Giuliani, McCain Tout Bush As Strong Wartime Leader
The first night of the Republican National Convention featured speeches by former New York City Mayor Rudy Giuliani and Sen. John McCain. Both speakers made the case for President Bush as a strong wartime leader, with McCain devoting much of his remarks to a spirited defense of the Iraq war and Giuliani focusing on the 9/11 attacks and Bush's response to them. ABC News Radio says "Giuliani recalled the 9/11 attacks and said, 'Thank God George Bush was President.'" CBS News Radio reports that "speaker after speaker focused on the destruction caused by al Qaeda just four miles away at Ground Zero. . . . Republicans want to stress here that Mr. Bush has kept the country safe and there is no reason to change course now." NPR notes McCain, "a friend of Democratic nominee John Kerry, refused to criticize the Senator." Instead, Knight Ridder reports McCain "devoted a large measure of his speech to a rousing call for political unification in the war on terror, a struggle he described as 'the test of our generation.'"
As they made their case for Bush, notes USA Today, last night's speakers "belittled Democratic nominee John Kerry as offering a weaker, wavering and uncertain alternative in perilous times." The Los Angeles Times says Kerry was described as "weak-kneed and wavering." The Wall Street Journal adds that while McCain "eschewed attacking Mr. Kerry, Mr. Giuliani was not so restrained." The New York Times quotes Giuliani saying, "My point about John Kerry being inconsistent is best described in his own words, not mine, when he said and I quote John Kerry 'I actually did vote for the $87 billion before I voted against it.'" Giuliani "shrugged dramatically, and reminded his audience of the campaign slogan of Mr. Kerry's running mate, Senator John Edwards of North Carolina. 'Maybe this explains John Edwards's need for two Americas one where John Kerry can vote for something and another where he can vote against the same thing,' he said."
First-Night Speakers Used Phrases From Bush's Stump Speech.

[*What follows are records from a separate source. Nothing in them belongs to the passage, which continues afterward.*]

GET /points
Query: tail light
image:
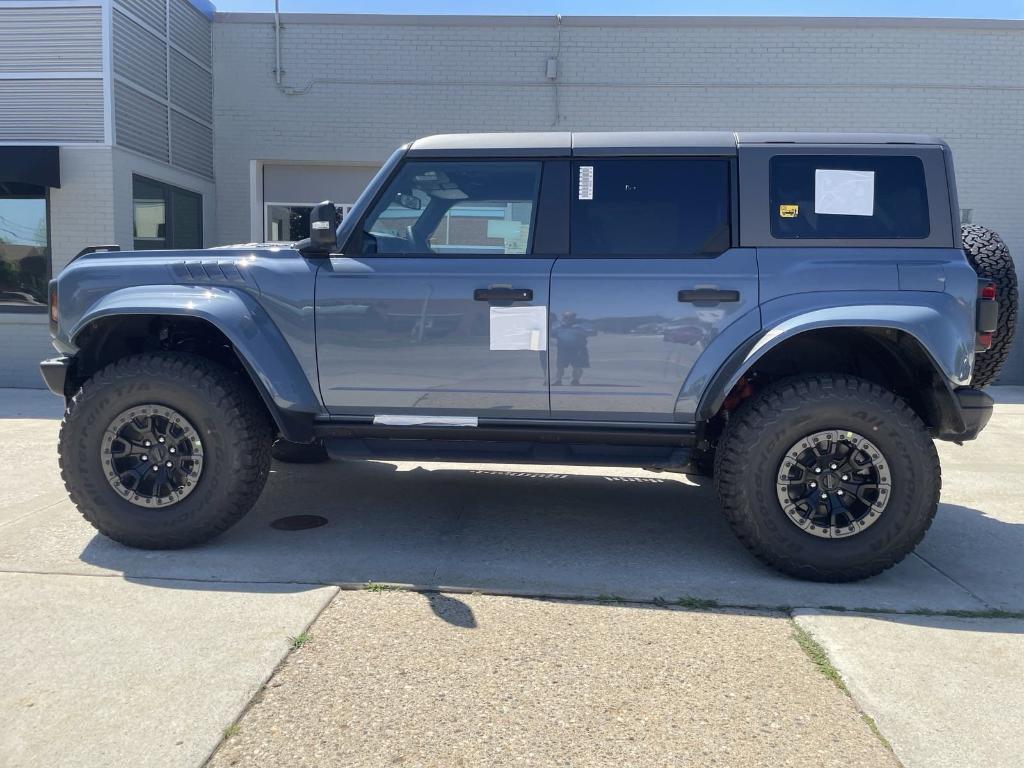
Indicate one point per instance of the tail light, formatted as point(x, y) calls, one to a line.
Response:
point(52, 298)
point(987, 315)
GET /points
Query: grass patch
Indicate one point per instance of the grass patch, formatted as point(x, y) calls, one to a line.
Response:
point(816, 652)
point(299, 640)
point(696, 603)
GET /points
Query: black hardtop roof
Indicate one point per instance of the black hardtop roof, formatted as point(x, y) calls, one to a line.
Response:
point(550, 143)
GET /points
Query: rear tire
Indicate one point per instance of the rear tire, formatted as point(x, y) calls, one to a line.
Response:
point(220, 414)
point(766, 429)
point(990, 258)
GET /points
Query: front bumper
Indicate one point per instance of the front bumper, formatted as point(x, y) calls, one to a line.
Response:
point(976, 410)
point(54, 373)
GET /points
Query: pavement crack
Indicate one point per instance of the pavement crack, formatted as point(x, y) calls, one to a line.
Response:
point(940, 571)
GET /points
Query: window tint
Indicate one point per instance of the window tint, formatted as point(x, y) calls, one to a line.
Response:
point(650, 206)
point(448, 207)
point(854, 196)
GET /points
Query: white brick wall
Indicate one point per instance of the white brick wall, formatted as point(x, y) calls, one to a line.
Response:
point(392, 81)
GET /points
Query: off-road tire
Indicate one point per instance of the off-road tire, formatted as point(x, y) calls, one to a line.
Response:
point(769, 423)
point(231, 423)
point(990, 258)
point(299, 453)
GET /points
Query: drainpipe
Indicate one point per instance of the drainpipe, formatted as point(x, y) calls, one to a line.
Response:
point(276, 39)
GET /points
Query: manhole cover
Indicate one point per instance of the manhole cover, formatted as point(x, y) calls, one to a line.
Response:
point(298, 522)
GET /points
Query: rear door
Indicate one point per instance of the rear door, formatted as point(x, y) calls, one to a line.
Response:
point(444, 311)
point(651, 281)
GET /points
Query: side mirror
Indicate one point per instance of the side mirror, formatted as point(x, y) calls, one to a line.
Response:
point(323, 226)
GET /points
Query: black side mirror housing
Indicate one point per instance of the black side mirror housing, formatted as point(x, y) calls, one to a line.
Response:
point(323, 227)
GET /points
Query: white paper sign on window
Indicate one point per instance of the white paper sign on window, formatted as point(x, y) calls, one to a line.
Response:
point(844, 193)
point(518, 328)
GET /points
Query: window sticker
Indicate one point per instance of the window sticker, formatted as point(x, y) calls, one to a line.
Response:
point(586, 182)
point(518, 328)
point(844, 193)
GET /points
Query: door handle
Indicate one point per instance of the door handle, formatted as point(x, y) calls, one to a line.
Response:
point(503, 294)
point(708, 296)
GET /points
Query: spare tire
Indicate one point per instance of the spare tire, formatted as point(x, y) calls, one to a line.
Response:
point(990, 258)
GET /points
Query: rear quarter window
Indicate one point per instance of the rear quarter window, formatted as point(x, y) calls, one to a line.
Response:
point(849, 197)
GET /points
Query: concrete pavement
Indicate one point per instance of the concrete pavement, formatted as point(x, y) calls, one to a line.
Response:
point(399, 678)
point(99, 609)
point(945, 691)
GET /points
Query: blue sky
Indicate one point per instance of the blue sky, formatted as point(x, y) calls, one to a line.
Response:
point(955, 8)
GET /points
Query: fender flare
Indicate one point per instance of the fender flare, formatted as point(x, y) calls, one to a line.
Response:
point(935, 331)
point(259, 344)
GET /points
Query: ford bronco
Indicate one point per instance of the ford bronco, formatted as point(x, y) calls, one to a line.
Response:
point(799, 315)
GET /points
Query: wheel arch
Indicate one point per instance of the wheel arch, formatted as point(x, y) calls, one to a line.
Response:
point(219, 324)
point(889, 355)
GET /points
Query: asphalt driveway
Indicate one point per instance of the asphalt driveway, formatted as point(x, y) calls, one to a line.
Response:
point(91, 629)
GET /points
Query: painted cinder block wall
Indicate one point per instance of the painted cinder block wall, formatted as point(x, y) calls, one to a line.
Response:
point(353, 87)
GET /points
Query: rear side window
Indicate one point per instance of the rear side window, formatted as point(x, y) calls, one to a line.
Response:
point(825, 197)
point(650, 206)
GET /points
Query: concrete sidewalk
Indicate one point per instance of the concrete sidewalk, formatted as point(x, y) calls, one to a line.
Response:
point(398, 678)
point(115, 655)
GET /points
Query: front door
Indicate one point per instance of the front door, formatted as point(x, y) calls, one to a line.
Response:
point(651, 282)
point(444, 312)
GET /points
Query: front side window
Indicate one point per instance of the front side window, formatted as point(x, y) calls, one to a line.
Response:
point(450, 207)
point(833, 197)
point(165, 216)
point(650, 206)
point(25, 246)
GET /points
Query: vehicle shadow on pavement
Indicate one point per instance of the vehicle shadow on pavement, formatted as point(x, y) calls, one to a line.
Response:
point(558, 534)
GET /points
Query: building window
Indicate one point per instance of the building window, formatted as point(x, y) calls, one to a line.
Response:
point(25, 246)
point(165, 216)
point(289, 222)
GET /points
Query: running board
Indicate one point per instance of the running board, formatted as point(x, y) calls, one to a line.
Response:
point(658, 458)
point(510, 430)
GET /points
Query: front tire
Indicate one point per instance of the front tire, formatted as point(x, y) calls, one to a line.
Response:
point(875, 469)
point(164, 451)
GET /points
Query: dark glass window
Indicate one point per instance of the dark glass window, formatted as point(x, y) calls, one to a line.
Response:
point(887, 197)
point(449, 207)
point(165, 216)
point(25, 246)
point(643, 206)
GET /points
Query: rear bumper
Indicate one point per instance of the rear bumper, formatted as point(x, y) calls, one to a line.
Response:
point(976, 410)
point(54, 373)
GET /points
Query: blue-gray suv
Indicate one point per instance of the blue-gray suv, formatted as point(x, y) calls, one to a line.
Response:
point(798, 315)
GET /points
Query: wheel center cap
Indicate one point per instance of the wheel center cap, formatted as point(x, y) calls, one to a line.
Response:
point(829, 481)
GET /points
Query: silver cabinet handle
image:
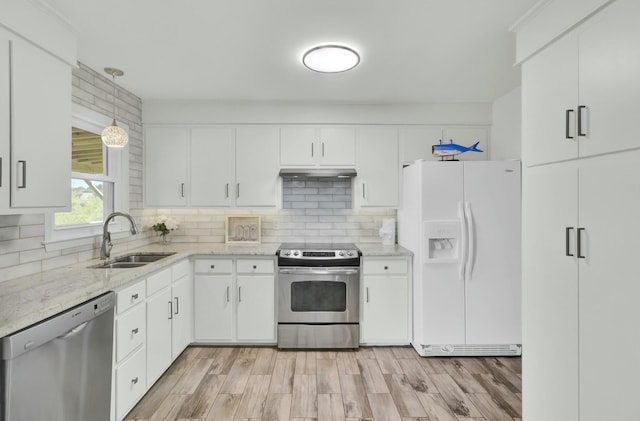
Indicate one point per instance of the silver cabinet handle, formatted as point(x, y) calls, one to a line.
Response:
point(580, 255)
point(567, 241)
point(580, 120)
point(22, 181)
point(567, 125)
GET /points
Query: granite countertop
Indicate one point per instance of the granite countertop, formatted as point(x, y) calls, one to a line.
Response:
point(29, 299)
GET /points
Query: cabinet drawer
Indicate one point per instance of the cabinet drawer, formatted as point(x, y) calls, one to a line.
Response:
point(384, 267)
point(254, 266)
point(180, 270)
point(158, 281)
point(130, 382)
point(129, 296)
point(130, 332)
point(213, 266)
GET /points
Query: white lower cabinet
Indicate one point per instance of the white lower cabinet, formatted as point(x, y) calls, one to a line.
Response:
point(386, 303)
point(129, 360)
point(234, 300)
point(130, 383)
point(168, 322)
point(153, 325)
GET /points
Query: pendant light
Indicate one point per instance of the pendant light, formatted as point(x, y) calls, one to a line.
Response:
point(114, 136)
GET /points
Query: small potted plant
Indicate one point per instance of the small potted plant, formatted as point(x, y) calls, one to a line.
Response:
point(163, 225)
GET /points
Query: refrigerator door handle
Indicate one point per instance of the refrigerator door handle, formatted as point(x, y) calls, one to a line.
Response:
point(470, 241)
point(463, 240)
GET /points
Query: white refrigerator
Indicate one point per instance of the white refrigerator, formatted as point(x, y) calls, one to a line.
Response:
point(461, 220)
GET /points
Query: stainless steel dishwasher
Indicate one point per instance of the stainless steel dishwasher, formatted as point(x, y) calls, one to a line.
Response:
point(60, 368)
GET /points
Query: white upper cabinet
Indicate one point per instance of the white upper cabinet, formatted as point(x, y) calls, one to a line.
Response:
point(580, 94)
point(549, 100)
point(212, 168)
point(309, 146)
point(377, 183)
point(256, 166)
point(609, 80)
point(166, 166)
point(35, 128)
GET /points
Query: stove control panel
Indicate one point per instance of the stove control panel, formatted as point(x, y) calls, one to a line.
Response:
point(318, 254)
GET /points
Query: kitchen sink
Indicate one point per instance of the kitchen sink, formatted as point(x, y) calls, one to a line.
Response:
point(132, 260)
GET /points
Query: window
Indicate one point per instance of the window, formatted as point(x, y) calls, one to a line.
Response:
point(99, 184)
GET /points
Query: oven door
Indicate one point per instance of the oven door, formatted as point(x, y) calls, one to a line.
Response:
point(318, 295)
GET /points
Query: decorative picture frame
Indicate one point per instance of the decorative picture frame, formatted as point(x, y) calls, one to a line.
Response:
point(245, 229)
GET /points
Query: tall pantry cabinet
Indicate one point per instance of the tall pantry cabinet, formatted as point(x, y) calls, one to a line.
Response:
point(581, 201)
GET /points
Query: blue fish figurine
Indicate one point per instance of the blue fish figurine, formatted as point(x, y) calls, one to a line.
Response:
point(450, 149)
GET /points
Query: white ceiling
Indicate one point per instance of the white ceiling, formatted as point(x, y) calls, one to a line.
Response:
point(412, 51)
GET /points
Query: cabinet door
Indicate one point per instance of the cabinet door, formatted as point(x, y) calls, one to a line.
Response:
point(416, 143)
point(40, 126)
point(212, 167)
point(337, 146)
point(377, 183)
point(550, 294)
point(213, 308)
point(256, 308)
point(467, 137)
point(165, 166)
point(298, 146)
point(182, 310)
point(257, 166)
point(609, 288)
point(159, 314)
point(610, 79)
point(385, 310)
point(549, 101)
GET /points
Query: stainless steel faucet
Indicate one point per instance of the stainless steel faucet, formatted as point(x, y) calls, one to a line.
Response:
point(105, 249)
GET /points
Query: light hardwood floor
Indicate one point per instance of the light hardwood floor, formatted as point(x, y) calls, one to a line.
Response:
point(379, 383)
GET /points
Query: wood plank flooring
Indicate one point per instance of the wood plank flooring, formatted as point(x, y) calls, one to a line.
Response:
point(379, 384)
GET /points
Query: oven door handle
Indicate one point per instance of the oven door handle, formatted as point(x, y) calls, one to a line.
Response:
point(324, 271)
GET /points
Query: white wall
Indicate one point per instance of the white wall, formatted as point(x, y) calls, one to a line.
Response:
point(210, 112)
point(506, 127)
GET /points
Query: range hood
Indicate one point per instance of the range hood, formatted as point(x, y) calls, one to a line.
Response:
point(318, 172)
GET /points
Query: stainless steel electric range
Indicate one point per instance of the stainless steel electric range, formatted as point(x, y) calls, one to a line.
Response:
point(318, 295)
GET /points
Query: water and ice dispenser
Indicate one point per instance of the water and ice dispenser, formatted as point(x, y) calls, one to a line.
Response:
point(442, 239)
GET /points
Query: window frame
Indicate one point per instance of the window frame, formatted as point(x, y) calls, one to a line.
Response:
point(117, 167)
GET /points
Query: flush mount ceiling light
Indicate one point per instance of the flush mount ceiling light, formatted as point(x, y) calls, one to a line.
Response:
point(330, 59)
point(114, 136)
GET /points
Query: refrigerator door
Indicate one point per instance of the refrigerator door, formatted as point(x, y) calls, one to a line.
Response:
point(492, 286)
point(442, 289)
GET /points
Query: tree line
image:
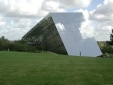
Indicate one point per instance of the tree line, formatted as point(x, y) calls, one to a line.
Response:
point(17, 45)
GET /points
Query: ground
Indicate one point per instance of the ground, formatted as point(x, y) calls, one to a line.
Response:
point(22, 68)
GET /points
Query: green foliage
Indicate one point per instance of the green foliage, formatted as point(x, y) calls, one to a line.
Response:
point(17, 45)
point(21, 68)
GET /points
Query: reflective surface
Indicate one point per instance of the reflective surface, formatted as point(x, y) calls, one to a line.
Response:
point(76, 41)
point(64, 33)
point(47, 35)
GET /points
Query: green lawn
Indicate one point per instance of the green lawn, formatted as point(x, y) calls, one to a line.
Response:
point(19, 68)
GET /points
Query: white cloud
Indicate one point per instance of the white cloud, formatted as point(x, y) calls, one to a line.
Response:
point(103, 14)
point(19, 16)
point(102, 33)
point(87, 29)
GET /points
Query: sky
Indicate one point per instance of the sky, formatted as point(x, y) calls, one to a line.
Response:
point(17, 17)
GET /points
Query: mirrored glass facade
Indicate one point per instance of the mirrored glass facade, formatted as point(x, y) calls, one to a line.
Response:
point(63, 33)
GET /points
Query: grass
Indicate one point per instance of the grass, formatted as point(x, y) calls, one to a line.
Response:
point(20, 68)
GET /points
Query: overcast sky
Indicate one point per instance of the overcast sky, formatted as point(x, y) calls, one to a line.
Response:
point(17, 17)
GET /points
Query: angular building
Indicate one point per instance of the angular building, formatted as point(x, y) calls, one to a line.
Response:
point(64, 33)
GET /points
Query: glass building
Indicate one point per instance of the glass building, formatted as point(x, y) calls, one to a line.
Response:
point(64, 33)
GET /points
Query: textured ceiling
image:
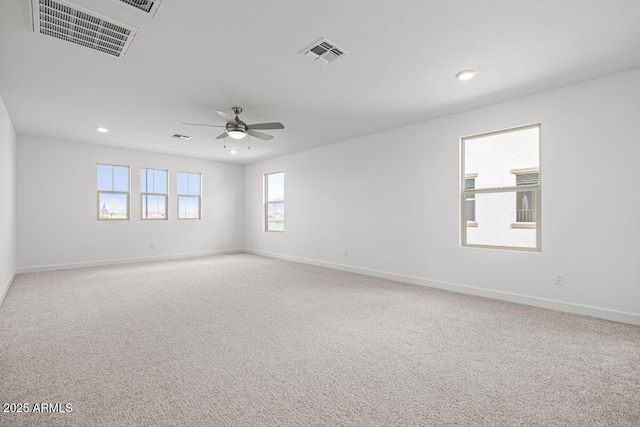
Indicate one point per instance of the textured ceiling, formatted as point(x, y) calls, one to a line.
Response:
point(198, 56)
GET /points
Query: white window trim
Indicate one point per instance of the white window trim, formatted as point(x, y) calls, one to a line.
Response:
point(535, 188)
point(166, 198)
point(267, 203)
point(199, 196)
point(126, 193)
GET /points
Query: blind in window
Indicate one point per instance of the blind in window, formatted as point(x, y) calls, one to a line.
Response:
point(527, 178)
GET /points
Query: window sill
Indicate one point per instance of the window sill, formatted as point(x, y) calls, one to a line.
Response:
point(523, 225)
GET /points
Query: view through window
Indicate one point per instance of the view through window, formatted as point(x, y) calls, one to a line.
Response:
point(501, 207)
point(153, 191)
point(113, 192)
point(274, 201)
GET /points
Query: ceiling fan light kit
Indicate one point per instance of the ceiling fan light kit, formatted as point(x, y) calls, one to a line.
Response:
point(236, 133)
point(237, 129)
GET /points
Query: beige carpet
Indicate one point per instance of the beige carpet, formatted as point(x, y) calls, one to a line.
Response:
point(242, 340)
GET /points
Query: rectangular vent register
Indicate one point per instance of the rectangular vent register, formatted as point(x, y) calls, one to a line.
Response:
point(324, 52)
point(70, 23)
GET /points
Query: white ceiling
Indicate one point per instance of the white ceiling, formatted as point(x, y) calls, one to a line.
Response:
point(198, 56)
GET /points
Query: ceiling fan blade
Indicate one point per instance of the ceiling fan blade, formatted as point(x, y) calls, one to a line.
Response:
point(201, 124)
point(259, 135)
point(228, 117)
point(265, 126)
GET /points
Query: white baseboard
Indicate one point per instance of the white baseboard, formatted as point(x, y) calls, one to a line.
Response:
point(6, 289)
point(123, 261)
point(601, 313)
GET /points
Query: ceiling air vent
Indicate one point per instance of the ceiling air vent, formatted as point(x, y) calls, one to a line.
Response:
point(147, 6)
point(324, 52)
point(70, 23)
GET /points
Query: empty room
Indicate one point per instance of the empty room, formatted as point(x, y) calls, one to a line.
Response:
point(300, 213)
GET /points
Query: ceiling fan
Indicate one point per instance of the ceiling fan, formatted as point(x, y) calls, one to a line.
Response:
point(237, 129)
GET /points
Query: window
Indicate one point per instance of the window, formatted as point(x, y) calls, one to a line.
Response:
point(525, 200)
point(188, 195)
point(470, 184)
point(500, 197)
point(274, 201)
point(153, 193)
point(113, 192)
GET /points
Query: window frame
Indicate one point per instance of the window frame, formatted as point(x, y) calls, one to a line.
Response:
point(267, 202)
point(166, 197)
point(126, 193)
point(199, 196)
point(536, 188)
point(473, 176)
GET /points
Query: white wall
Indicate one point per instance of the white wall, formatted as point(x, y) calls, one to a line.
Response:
point(56, 206)
point(7, 201)
point(392, 199)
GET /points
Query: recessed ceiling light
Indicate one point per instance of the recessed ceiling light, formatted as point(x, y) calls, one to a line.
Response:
point(466, 74)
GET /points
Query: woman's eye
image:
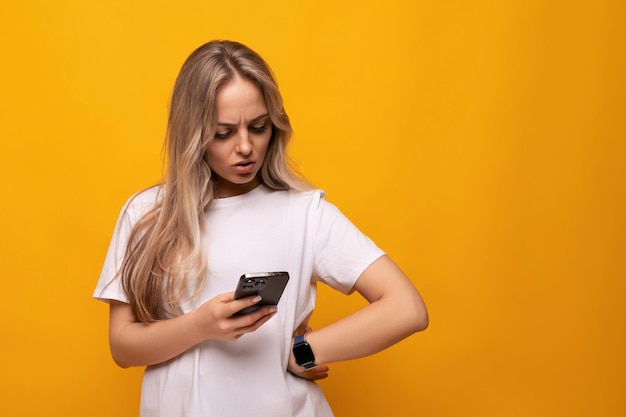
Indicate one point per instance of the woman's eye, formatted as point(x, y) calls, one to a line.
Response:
point(222, 135)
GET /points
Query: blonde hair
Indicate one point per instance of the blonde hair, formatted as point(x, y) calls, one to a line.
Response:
point(164, 262)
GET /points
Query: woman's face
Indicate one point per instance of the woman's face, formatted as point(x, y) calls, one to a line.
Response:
point(243, 133)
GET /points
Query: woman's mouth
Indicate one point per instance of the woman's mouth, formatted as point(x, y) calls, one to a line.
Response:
point(244, 167)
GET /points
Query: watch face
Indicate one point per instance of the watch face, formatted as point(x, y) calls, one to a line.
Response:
point(303, 353)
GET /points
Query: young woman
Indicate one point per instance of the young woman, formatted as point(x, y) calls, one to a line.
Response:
point(230, 205)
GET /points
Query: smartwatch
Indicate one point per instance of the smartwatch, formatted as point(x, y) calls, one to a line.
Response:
point(303, 353)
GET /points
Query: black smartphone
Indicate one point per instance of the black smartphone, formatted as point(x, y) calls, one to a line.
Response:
point(269, 285)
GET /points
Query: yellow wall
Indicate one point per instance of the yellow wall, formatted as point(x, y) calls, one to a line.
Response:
point(482, 144)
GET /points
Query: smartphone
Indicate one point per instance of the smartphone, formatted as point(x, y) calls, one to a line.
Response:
point(269, 285)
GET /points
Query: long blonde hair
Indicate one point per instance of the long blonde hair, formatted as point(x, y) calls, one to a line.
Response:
point(164, 261)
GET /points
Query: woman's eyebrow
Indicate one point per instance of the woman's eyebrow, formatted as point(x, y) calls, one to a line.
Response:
point(256, 119)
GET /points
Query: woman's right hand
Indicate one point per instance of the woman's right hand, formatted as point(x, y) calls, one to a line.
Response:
point(214, 319)
point(140, 344)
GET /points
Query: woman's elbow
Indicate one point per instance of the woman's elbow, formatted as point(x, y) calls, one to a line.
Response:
point(119, 358)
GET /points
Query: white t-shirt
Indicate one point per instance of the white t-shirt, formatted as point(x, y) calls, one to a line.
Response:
point(259, 231)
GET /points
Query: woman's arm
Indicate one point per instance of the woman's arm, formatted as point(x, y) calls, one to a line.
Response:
point(396, 310)
point(138, 344)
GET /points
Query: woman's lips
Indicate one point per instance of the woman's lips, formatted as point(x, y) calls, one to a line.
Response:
point(244, 167)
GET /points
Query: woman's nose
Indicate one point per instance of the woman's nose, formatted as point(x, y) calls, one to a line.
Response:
point(243, 145)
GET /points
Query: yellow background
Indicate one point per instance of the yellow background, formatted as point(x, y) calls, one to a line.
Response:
point(480, 143)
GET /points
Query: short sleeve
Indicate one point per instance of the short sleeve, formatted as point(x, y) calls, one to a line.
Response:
point(109, 286)
point(342, 251)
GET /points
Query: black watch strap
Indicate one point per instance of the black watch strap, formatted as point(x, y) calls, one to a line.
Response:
point(303, 353)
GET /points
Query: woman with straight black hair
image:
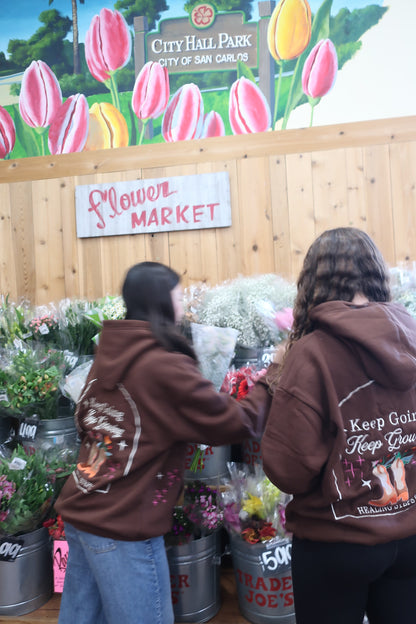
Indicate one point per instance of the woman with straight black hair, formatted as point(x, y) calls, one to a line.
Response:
point(341, 437)
point(143, 401)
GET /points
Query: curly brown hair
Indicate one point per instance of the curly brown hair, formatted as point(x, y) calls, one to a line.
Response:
point(339, 264)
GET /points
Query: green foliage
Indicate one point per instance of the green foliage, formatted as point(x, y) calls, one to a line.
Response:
point(152, 9)
point(46, 44)
point(224, 5)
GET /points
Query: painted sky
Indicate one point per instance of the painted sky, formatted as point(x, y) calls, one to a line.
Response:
point(20, 19)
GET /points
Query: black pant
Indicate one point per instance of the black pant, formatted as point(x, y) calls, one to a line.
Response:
point(337, 583)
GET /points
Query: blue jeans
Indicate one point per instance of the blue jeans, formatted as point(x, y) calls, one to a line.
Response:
point(115, 582)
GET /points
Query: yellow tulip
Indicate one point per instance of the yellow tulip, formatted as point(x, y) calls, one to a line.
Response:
point(108, 128)
point(289, 30)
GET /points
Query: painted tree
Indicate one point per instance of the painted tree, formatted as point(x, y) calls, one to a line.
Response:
point(75, 34)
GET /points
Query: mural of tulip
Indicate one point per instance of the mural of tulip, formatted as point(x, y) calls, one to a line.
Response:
point(69, 128)
point(107, 48)
point(249, 110)
point(184, 115)
point(107, 127)
point(213, 125)
point(40, 95)
point(289, 30)
point(320, 69)
point(150, 93)
point(7, 133)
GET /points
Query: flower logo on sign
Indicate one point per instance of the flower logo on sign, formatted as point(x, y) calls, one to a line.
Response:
point(202, 16)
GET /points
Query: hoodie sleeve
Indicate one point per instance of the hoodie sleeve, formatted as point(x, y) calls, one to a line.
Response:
point(295, 447)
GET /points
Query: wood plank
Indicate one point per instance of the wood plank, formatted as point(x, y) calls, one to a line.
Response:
point(379, 200)
point(302, 227)
point(7, 258)
point(373, 132)
point(403, 189)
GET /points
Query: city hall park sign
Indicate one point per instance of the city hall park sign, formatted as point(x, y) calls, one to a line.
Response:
point(204, 41)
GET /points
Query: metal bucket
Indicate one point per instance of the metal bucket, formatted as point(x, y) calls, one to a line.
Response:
point(263, 598)
point(59, 432)
point(195, 579)
point(213, 465)
point(26, 583)
point(251, 452)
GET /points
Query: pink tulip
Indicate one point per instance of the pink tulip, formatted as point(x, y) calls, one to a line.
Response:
point(151, 91)
point(320, 69)
point(69, 129)
point(7, 133)
point(107, 44)
point(184, 115)
point(249, 110)
point(40, 95)
point(213, 125)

According to the New York Times, "as speaker after speaker streamed across the Madison Square Garden podium, the phrases about President Bush, terror and Iraq had a familiar ring the ring of Mr. Bush's stump speeches. 'Osama bin Laden is on the run,' J. Dennis Hastert, the speaker of the House, said in a speech that was similar to Mr. Bush's frequent statements on Al Qaeda. The president, Mr. Hastert added, 'has taken the fight to the terrorists,' a version of wording that Mr. Bush repeated last weekend from Miami to Ohio to West Virginia. 'We are safer than we were on Sept. 11,' Senator John McCain of Arizona said in the evening, echoing a favorite line of Mr. Bush. 'But we're not yet safe. We are still closer to the beginning than the end of this fight.'" Giuliani, "who campaigned with Mr. Bush in New Mexico, returned home with one of Mr. Bush's favorite lines about the Democratic nominee, Senator John Kerry of Massachusetts. Mr. Kerry 'declared himself an antiwar candidate,' Mr. Giuliani said. 'Now he says he's pro-war. At this rate, with 64 days left, he still has time to change his position at least three or four more times.'" The Pittsburgh Post-Gazette also notes that McCain echoed "the president's own words in a Sept 20, 2001 address to a Joint Session of Congress in the wake of the 9/11 attacks" as he said, "He has not wavered. He has not flinched from the hard choices. He will not yield. And neither will we."